Hi..
Having written such a remoting framework once, and then having
implemented JSR 160, I think that the JSR 160 approach is simpler and
still almost equally powerful. For example, I would not make anymore
my listeners to be Remote in the RMI sense so that when a notification
is to be sent to that listener, the server calls the client via RMI.
That was the old MX4J remoting style of sending remote notifications.
I have to say that I like JSR 160's more.
Now you're getting out of my depth. I'd love to see you talk to Hiram
about the differences between your JSR-160 implementation and the remoting
framework that's currently in place.
Love that too, since I know very little of it: it is meant as a replacement of RMI/JRMP ?
I think JSR 160 and a remoting framework have both reason to exist, as they serve different purposes.
Yep kinda. the current stuff is meant to be close the wire RMI style
replacement. So after having read your post, I think i agree that JSR
160 is in a different space than geronimo remoting.
Last time I spoke with the core developers (was with Dain ?) I've understood
that JMX would have not be used to make J2EE calls (to EJBs to be clear), the
reason being JMX is too slow.
In this view, a remoting framework that takes care of EJB calls is orthogonal
to JSR 160.
OTOH, JSR 160 is quite pluggable, and should be possible to plug in the
remoting framework to create a JSR 160 connector.
MX4J offers a lot of base classes to do so, and it does already for 2
non-specified protocols: the local one and a remote over SOAP (with Axis).
I would be interested in finding out more about how to use our remoting
to create a jsr 160 connector.
But let me ask you this. If the listener does happen to be on a remote
machine, and the conenction is lost, how is the server supposed to handle it?
I would like the listener to be removed, instead of the server
getting an exception on every Notification thereafter. What's the
mechanic for ejecting the broken listener?
IMHO handling listener removal in a correct way requires a leasing
mechanism a la Jini (one can then ask why not using Jini; and there were
several supporters of this solution, that was finally discarded by the JSR 160
expert group - if you're interested I can tell you why). Removing the listener
altogether at the first failure may not be suitable in every case.
JSR 160 took a different approach (for several reasons): listeners are always
local, and notifications are polled and not pushed (before saying boooo, let me
go on explaining :)
When from a client you register a listener on a remote MBean, the client
listener remains client-local and non-remote; the server is instructed to add a
server-local (and non-remote) listener to that MBean. When the MBean emits a
notification, the server-local listener adds it to a notification buffer (that
has a limited capacity).
The client then polls the notification buffer asking notifications for its
listeners. If the connection is down, this polling cannot take place, and
basically the listener on the client is never notified. On server notification
will queue up, until they are purged from the notification buffer (reaching of
capacity).
If the client is then able to connect again, the server will send it the queued
notifications.
The polling mechanism in JSR 160 can be seen as a push mechanism initiated by
the client, and it is fair both in term of responsiveness and network traffic
(2 problems of a classic polling approach).

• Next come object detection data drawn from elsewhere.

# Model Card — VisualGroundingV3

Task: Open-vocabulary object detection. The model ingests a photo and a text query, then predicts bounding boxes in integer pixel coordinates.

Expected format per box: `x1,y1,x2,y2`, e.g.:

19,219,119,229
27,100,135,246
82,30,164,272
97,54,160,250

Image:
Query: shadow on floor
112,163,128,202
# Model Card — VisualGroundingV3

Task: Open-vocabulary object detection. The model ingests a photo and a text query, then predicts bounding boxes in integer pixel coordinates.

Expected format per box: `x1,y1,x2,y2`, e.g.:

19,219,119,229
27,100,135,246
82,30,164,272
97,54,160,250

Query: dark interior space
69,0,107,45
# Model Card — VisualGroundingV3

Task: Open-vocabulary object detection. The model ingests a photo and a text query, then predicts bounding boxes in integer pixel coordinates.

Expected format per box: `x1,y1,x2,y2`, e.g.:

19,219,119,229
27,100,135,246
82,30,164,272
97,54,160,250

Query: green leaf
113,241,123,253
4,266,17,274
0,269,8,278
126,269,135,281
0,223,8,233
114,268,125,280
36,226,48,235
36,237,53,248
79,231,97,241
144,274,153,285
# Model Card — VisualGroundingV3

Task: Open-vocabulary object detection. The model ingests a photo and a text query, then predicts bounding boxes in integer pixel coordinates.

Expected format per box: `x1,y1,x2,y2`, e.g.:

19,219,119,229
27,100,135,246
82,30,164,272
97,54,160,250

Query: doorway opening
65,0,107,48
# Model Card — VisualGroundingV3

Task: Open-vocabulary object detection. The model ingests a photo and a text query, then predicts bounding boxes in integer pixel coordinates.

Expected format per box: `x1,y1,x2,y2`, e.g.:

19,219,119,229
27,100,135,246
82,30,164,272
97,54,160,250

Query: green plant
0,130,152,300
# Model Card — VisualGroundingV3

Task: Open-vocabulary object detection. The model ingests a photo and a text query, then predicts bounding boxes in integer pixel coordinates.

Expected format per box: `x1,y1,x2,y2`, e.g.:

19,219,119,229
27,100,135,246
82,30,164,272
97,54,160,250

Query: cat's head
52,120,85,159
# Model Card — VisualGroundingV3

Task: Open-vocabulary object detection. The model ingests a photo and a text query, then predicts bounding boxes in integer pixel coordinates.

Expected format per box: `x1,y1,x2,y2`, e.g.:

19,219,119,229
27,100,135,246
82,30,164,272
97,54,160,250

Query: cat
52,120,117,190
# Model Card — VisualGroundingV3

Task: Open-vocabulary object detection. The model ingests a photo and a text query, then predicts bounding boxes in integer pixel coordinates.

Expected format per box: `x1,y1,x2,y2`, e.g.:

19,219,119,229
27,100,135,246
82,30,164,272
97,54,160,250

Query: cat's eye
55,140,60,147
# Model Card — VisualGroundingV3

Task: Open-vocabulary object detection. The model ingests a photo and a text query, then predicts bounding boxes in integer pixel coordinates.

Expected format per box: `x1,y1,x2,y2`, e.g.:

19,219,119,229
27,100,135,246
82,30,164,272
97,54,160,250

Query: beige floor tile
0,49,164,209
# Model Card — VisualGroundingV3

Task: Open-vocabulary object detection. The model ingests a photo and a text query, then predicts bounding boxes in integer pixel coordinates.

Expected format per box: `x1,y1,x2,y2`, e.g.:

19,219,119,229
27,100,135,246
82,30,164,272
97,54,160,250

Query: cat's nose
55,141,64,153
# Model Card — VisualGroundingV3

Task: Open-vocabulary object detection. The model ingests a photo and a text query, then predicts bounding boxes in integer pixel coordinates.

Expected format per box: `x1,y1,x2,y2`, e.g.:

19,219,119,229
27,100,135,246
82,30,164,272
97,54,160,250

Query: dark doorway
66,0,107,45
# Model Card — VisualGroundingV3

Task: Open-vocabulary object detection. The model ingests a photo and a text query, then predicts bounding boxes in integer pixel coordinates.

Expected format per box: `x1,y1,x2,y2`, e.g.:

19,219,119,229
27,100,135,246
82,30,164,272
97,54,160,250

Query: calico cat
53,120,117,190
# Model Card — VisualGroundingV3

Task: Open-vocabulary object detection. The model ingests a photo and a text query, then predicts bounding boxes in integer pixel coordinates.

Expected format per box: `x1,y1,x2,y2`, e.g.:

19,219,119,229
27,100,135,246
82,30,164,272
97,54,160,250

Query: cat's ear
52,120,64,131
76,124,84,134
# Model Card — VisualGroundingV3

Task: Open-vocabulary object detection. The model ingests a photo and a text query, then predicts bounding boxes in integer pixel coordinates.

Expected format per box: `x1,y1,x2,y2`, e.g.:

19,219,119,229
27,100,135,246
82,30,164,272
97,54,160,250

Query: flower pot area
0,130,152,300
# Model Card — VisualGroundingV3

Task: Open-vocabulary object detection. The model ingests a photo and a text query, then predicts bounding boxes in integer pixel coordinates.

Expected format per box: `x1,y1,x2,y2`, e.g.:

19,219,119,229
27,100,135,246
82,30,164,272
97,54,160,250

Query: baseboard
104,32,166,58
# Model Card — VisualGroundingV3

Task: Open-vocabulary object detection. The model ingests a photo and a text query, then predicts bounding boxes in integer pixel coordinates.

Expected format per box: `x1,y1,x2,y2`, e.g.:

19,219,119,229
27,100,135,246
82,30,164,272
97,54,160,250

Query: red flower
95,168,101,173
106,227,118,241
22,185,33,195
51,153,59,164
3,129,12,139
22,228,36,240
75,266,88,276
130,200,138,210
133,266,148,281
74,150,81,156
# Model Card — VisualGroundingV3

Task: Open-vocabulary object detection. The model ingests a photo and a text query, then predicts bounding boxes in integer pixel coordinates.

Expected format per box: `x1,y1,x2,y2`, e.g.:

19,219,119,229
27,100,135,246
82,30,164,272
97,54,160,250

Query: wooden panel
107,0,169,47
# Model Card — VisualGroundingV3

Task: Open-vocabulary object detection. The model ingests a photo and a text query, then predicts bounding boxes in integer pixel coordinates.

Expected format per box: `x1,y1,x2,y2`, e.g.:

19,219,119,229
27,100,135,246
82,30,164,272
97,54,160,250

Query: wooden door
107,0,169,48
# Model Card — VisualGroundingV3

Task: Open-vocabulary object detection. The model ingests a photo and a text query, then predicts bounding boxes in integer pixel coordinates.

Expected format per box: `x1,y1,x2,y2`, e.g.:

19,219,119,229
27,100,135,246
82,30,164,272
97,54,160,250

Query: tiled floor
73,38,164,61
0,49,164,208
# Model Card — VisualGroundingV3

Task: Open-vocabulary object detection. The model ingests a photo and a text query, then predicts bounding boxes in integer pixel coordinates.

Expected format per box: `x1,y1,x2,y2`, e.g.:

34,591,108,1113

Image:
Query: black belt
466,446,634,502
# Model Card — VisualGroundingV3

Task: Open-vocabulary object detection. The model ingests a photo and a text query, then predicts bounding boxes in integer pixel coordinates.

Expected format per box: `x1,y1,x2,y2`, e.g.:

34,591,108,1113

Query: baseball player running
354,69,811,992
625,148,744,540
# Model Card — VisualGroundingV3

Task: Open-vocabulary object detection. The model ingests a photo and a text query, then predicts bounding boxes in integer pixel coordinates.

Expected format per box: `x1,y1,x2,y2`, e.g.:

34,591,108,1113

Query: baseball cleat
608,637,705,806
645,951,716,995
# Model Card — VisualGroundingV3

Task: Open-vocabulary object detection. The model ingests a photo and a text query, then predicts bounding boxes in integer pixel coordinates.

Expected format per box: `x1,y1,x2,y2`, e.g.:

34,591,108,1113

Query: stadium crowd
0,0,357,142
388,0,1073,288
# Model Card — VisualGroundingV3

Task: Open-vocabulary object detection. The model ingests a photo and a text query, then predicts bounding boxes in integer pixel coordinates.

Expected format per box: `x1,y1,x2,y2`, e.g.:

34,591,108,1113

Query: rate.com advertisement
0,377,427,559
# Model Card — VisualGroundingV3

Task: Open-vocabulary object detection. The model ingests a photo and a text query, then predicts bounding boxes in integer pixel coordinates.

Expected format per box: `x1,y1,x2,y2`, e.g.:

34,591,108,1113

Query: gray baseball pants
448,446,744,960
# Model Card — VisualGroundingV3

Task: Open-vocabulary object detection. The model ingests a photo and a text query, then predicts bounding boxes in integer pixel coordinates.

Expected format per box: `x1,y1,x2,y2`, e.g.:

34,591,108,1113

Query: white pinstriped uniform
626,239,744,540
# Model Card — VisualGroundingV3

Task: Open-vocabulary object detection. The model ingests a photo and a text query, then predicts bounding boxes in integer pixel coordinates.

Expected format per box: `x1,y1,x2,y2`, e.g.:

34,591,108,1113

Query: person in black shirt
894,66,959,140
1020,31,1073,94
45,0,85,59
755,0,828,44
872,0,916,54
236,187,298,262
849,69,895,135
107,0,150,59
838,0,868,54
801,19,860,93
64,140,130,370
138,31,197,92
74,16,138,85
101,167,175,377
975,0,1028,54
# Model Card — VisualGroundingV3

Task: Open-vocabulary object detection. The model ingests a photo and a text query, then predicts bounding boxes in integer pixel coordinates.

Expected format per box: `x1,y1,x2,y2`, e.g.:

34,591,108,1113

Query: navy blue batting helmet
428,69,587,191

I like the queuing idea (coming from a jms background)... but it would
still be nice to push to the client if the protocol supports it.
It may also happen that a JSR 160 connector client gets DGC'ed.
In that case, the behavior would be to remove all listeners registered by that
connector client. MX4J for now does not do this, and I reserve to myself more
time to think if it will be the right thing to do (which I'm not sure of).
At the end, you get a dangling listener on the MBean on server-side that fills
up the notification buffer that eventually purges its notifications (if the
DGC-driven mechanism is not in place) since the corresponding - disconnected -
client never ask for notifications.
Good points... how would a protocol layer inform the jsr 160 layer that
a listener needs to get gced??
Note also that only in RMI/JRMP you have DGC (not in RMI/IIOP, for example).
Given that, a remoting framework used to make JMX calls should IMNSHO be based
on JSR 160, as a pluggable protocol.
As such, should exploit the features of the protocol to handle the case you
mention. If Geronimo's remoting framework has leasing would be great; if not,
but has DGC (because it's based on RMI/JRMP), great; if not (because it's based
on a custom protocol) I am inclined to think that the default JSR 160 approach
is the less surprising - but here I'm somehow biased ;)
Sounds good to me.. How can I get started creating 160 clients and
furthermore, how can I plug our remoting protocol into 160?
Don't know if I have confused you more (maybe I missed the point), but feel free to ask more.